Il y a aussi quelques variations mineures entre la chronologie des livres et les épisodes sur STARZ, mais rien qui nous inquiète ici. La biographie suit les livres, car Diana Gabaldon fournit quelques données utiles.

Qui est Claire dans la saga Outlander ? Retour sur son parcours

Claire Beauchamp est née en 1918. Orpheline à l’âge de cinq ans, elle passe une enfance itinérante chez son oncle paternel, archéologue spécialisé dans les antiquités persanes. En 1937, elle épouse Frank Randall, historien et généalogiste. Tous deux entrent dans l’armée britannique au début de la Seconde Guerre mondiale. Frank rejoint le renseignement militaire et Claire entre dans un programme de formation d’infirmière. Claire passe quatre ans comme infirmière militaire, à la fois dans des hôpitaux de campagne et dans des installations plus permanentes sur l’île de Malte. Elle est visiblement témoin de beaucoup de choses, notamment en tant qu’infirmière en chirurgie. En cours de route, elle développe un intérêt et une expertise considérable pour la phytothérapie.

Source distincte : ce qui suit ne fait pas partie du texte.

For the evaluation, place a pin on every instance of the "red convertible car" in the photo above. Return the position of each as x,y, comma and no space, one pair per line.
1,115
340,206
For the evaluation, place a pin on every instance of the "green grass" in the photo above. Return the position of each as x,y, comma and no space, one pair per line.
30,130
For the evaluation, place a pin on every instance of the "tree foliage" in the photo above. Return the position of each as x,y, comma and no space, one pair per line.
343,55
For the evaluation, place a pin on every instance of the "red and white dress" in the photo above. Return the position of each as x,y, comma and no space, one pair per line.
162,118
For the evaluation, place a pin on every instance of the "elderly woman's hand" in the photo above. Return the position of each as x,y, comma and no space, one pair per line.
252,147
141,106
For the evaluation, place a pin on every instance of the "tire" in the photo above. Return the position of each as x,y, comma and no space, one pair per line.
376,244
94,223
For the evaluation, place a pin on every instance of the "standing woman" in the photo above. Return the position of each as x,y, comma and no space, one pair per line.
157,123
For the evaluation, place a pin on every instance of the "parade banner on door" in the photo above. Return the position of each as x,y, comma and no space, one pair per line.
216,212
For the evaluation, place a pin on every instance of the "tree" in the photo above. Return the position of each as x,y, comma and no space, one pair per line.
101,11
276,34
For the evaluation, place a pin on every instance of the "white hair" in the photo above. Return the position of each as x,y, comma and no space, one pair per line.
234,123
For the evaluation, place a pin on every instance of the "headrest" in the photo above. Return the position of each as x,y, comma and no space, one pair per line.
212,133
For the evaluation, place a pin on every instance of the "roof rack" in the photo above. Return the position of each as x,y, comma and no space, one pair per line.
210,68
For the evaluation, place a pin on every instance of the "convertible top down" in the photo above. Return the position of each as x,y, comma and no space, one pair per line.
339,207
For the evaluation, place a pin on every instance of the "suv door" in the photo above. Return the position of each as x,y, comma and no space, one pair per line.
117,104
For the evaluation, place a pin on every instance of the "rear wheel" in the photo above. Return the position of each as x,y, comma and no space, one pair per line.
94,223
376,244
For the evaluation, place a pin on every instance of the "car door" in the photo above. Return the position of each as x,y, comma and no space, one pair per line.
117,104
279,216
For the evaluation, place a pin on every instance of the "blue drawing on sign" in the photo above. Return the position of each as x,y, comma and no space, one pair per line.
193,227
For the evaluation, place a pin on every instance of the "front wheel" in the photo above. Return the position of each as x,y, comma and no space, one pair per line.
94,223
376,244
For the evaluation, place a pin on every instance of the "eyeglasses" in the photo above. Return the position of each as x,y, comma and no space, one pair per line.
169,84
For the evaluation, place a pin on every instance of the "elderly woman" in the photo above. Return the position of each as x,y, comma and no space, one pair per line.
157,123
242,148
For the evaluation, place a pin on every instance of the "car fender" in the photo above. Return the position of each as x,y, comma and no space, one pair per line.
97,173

En avril 1945, la guerre terminée, elle part en vacances avec Frank à Inverness, dans les Highlands écossaises. Grâce aux propriétés magiques d’un cercle de mégalithes, elle est transportée en Écosse en avril 1743. Elle pratique la médecine du mieux qu’elle peut dans de nombreux lieux et situations, des champs de bataille des Highlands à un hôpital abbatial de Paris.

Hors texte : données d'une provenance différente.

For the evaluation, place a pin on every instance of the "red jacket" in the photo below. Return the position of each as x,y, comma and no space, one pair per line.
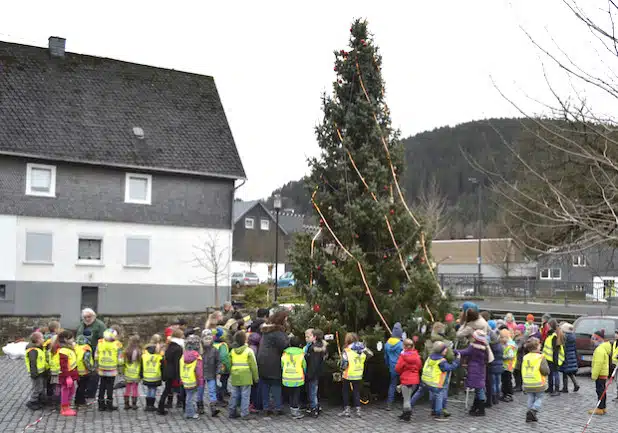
409,366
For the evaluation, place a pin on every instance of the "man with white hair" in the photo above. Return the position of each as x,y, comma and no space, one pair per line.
93,329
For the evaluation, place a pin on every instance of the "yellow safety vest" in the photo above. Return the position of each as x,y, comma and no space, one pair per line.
131,370
432,375
531,371
187,373
293,374
80,351
41,360
356,365
548,350
107,355
69,353
151,366
240,361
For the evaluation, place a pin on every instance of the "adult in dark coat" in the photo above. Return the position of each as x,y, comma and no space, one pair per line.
274,342
171,368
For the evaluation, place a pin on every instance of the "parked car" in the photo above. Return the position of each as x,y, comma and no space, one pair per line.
245,279
286,280
584,328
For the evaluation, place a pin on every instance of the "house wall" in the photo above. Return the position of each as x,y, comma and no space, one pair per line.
256,245
173,282
97,193
260,268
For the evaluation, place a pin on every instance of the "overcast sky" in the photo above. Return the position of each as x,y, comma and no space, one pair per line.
272,59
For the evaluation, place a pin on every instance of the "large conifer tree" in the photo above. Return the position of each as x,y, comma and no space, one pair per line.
352,137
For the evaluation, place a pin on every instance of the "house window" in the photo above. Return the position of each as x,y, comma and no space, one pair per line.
579,261
138,188
41,180
138,252
39,247
551,274
89,249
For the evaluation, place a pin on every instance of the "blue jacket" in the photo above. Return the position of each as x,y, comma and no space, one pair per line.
497,366
392,350
570,354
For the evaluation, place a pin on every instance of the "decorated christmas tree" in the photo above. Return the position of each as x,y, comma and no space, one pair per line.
371,262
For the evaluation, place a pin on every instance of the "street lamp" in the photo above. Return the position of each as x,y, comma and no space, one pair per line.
277,206
479,189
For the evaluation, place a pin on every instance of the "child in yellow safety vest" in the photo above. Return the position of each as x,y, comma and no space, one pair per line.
509,357
152,365
191,374
553,350
244,374
534,372
85,367
294,367
53,363
353,365
36,364
132,372
68,376
109,360
433,377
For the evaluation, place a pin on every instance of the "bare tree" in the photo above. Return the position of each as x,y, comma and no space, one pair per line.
214,258
432,207
562,190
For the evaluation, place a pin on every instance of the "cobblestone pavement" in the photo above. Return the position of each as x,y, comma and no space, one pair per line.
564,414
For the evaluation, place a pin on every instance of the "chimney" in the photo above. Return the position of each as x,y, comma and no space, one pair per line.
56,46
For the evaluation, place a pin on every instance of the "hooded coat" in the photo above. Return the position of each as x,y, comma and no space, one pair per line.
570,354
409,367
274,342
477,355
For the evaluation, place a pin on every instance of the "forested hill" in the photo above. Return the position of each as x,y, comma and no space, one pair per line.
437,155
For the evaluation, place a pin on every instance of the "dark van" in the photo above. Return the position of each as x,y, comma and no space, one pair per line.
584,328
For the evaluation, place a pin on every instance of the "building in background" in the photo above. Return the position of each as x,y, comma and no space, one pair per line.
113,177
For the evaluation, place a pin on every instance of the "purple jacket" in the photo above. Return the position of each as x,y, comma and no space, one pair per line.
477,361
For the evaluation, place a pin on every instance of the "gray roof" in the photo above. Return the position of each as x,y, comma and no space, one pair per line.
82,108
242,207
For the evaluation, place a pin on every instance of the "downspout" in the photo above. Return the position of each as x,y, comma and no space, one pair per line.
232,239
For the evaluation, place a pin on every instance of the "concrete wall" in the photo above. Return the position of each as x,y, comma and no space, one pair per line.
64,299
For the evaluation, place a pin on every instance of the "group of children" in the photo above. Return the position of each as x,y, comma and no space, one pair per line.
498,353
188,366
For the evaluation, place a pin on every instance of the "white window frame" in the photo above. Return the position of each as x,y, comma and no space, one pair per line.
250,226
127,189
549,274
88,262
52,180
579,261
38,262
126,240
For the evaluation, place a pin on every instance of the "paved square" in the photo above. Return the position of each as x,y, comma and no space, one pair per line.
564,414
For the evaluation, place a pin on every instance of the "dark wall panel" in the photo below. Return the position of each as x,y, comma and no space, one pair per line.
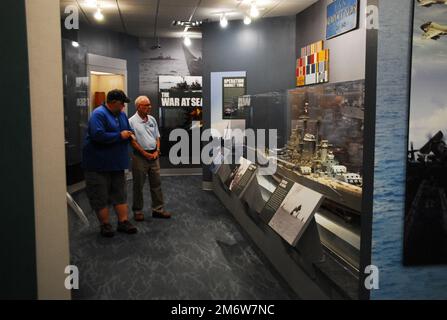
17,237
265,50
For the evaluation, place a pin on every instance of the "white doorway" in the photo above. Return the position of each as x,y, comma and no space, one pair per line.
105,74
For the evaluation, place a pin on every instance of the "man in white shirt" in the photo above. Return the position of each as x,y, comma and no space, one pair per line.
145,160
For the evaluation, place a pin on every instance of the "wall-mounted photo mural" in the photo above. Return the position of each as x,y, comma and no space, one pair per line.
425,234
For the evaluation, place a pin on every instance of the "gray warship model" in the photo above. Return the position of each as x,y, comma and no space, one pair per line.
313,162
312,157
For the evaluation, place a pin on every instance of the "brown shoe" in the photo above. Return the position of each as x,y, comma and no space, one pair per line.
138,216
161,215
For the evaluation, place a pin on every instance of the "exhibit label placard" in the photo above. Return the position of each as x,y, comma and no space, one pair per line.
295,213
180,92
235,103
275,200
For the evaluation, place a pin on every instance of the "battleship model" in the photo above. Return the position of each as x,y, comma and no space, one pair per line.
309,156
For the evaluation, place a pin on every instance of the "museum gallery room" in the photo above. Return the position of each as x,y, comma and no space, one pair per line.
226,150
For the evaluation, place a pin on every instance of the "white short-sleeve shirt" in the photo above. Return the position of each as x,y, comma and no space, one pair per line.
146,132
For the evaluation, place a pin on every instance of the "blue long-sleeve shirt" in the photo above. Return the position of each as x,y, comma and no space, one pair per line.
104,150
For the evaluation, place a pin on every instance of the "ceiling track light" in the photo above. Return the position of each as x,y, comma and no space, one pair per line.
254,11
223,21
98,14
187,41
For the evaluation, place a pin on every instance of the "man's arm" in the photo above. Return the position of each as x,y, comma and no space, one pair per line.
98,132
134,143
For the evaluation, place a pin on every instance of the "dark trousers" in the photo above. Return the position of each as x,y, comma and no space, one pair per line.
142,167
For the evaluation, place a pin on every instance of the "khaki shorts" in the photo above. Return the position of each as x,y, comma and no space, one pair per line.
105,188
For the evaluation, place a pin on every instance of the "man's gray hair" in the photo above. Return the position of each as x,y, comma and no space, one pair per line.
139,99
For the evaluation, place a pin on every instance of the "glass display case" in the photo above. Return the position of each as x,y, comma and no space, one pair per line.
319,147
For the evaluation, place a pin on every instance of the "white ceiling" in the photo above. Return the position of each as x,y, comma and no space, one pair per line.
138,16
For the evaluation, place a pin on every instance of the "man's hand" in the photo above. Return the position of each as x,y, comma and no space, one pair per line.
149,156
126,134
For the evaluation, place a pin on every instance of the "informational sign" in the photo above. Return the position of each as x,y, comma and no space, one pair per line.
238,172
245,180
295,212
342,17
234,104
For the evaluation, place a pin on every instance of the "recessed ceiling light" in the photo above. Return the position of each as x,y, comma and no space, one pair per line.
187,41
91,3
98,15
223,21
254,11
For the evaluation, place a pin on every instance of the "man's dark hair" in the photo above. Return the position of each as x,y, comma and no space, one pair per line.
117,95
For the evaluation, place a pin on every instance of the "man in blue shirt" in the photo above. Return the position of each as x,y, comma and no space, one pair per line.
145,160
105,157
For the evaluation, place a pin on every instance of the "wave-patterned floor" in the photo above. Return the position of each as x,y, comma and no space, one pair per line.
199,254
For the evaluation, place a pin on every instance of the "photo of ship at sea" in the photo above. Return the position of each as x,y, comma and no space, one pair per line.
425,227
171,58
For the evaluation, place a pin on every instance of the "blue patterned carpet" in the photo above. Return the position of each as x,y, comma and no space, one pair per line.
199,254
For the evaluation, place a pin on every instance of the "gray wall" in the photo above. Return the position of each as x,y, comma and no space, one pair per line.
115,45
265,50
347,52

Dans les jours précédant immédiatement la bataille de Culloden en 1746, sous-alimentée, enceinte et anéantie par la certitude que les clans des Highlands seront complètement écrasés lors de la bataille (Bonnie Prince Charlie et tout ça), Claire accepte à contrecœur de revenir à travers les pierres. Au vingtième siècle. Elle en ressort en avril 1948, avec une absence inexpliquée de trois ans et une grossesse tout aussi mystérieuse.

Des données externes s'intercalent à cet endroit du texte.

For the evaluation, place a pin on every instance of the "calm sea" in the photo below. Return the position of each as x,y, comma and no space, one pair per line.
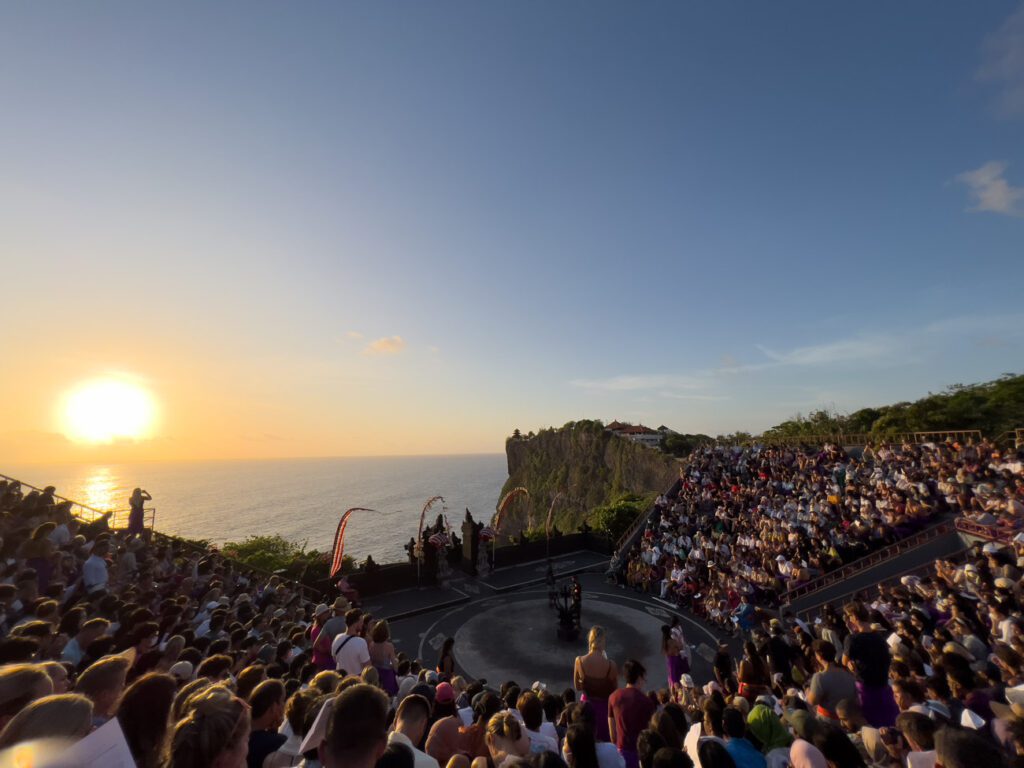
301,499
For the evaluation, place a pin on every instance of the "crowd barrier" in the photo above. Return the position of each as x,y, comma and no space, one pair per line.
867,561
990,532
87,514
863,438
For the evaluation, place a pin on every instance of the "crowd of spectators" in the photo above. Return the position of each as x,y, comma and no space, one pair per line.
755,522
204,663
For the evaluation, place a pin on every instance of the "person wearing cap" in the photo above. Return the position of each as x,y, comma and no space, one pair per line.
350,650
473,740
356,728
629,711
321,641
832,683
443,740
411,723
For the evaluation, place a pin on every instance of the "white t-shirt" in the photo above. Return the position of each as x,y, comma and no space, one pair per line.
607,756
350,653
420,759
94,573
541,742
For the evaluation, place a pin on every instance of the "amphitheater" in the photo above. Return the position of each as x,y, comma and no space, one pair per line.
762,557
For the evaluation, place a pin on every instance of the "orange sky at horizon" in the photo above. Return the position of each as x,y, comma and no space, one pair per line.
210,407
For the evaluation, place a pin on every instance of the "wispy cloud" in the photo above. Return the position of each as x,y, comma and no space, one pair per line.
689,396
385,345
1003,65
862,351
845,350
640,382
989,189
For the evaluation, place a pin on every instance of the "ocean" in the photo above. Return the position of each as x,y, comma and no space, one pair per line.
301,499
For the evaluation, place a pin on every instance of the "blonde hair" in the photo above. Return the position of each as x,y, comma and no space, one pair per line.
371,676
20,680
185,695
216,722
505,725
326,681
101,676
61,716
173,649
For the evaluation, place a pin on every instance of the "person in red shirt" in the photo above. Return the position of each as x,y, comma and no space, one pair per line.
629,711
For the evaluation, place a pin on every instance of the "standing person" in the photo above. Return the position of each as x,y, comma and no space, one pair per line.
321,639
596,677
383,656
866,655
577,600
144,715
684,649
350,650
832,684
671,650
267,712
445,662
214,732
411,723
136,517
94,574
629,712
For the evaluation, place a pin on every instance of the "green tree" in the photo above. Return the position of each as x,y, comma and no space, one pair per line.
615,518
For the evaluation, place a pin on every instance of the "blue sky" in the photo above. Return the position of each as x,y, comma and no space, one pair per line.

Claire et Frank émigrent aux États-Unis, où Frank se voit proposer un poste d’enseignant à Harvard et où le bébé, Brianna, est né. Lorsque Brianna est en âge de commencer l’école en 1957, Claire entre à la faculté de médecine de Boston. En 1968, elle est une chirurgienne respectée et voyage avec Brianna en Écosse. Elle décide de tenter un retour au XVIIIe siècle à travers les pierres. Après avoir cousu un manteau spécialement conçu avec toutes les fournitures médicales du XXe siècle qu’elle peut prendre, elle traverse les pierres et réapparaît en Écosse en décembre 1766. Ayant repris le nom de Claire Fraser, elle et Jamie émigrent en Amérique, où elle pratique la médecine dans toutes les situations imaginables, y compris les campagnes de la Révolution Américaine. Il y a beaucoup plus à raconter dans l’intrigue, mais cela fera l’affaire comme CV de Claire.

La formation médicale de Claire

Bref, Claire est avant tout une chirurgienne, habituée aux conditions des champs de bataille et n’opérant qu’avec les matériels les plus sommaires. Elle possède également un savoir de médecin militaire en matière de nutrition, d’hygiène, d’infection et d’épidémies. Forte de son expérience en soins infirmiers, elle possède de formidables compétences organisationnelles et établit rapidement des stations de triage sur le terrain pour les soins, pendant que les mousquets tirent encore.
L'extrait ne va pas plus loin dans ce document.